Frans Timmermans, a former EU commissioner and leader of the GroenLinks-PvdA alliance, said the plans will be paid for by making cuts in spending on healthcare and education, and the decision not to increase the minimum wage is “very bad news for working people”.
“People were promised that things would get better and the minimum wage would go up, but this is not happening,” he said. “Unemployment benefit (WW) will be cut and that means people’s financial security will decline if they lose their job.
“Civil service pay is being frozen when there is enough money to let their salaries rise with the economy. If your approach to financial security is all about the wallets of shareholders and directors, then you are undermining solidarity with the weakest in the Netherlands.”
In addition, the coalition’s approach to asylum and migration, he said, is based on “a lot of wishful thinking”.
“They say ‘we’ll go to Brussels because we want to spend less and we’ll go to Brussels because we don’t want to keep to the rules about nitrogen and we’ll go to Brussels and we don’t want to keep to the rules for asylum and migration’.
“You’d be a laughing stock in Brussels. You helped make those rules. You always ask other member states to stick to the rules but you don’t want to do that yourself. Honestly, it is not going to happen.”
If the parties press ahead regardless, they will have to deal with the legal implications, he said. “I wonder what it will mean if you deliberately stretch the letter of the law as far as you can and deliberately cross the boundary in the hope you can get away with it.”

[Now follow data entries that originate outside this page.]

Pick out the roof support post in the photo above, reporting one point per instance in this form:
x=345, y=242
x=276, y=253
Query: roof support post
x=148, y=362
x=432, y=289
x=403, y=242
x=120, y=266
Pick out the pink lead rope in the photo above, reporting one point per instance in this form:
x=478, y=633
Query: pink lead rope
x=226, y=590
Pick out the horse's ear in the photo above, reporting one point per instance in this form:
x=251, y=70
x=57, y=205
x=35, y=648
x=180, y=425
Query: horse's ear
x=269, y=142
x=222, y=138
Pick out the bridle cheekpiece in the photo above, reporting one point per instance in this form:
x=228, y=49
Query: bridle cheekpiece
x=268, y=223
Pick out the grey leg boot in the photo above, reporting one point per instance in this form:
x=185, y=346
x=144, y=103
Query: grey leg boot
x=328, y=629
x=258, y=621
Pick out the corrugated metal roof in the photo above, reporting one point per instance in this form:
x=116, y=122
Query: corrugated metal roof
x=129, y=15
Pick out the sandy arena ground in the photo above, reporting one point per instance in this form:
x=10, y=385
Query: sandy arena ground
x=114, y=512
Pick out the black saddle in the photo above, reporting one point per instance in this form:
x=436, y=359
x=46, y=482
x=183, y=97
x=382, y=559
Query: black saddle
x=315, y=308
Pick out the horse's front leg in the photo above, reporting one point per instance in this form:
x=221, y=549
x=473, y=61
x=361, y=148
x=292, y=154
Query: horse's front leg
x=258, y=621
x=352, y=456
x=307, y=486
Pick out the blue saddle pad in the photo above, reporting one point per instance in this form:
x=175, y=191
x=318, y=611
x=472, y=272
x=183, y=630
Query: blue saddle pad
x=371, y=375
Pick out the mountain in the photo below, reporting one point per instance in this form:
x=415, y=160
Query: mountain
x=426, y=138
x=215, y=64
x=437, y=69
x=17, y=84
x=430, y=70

Timmermans also declined to comment on rumours that former PvdA minister Ronald Plasterk has been tipped to take the prime minister’s role. “All four parties are keeping quiet about it and I’m going to follow suit and say nothing. As soon as there is a prime minister you will hear my comments.”
Hot air
Rob Jetten, leader of the liberal democratic party D66, described the plans as “hot air” and “built on sand”. The financial choices and their likely consequences are “extremely unclear,” he said, and the calculations need to be properly assessed to work out exactly what the impact on people will be.
Economic experts have already said, for example, that healthcare premiums will have to rise to pay for the cut in the own risk element in 2027.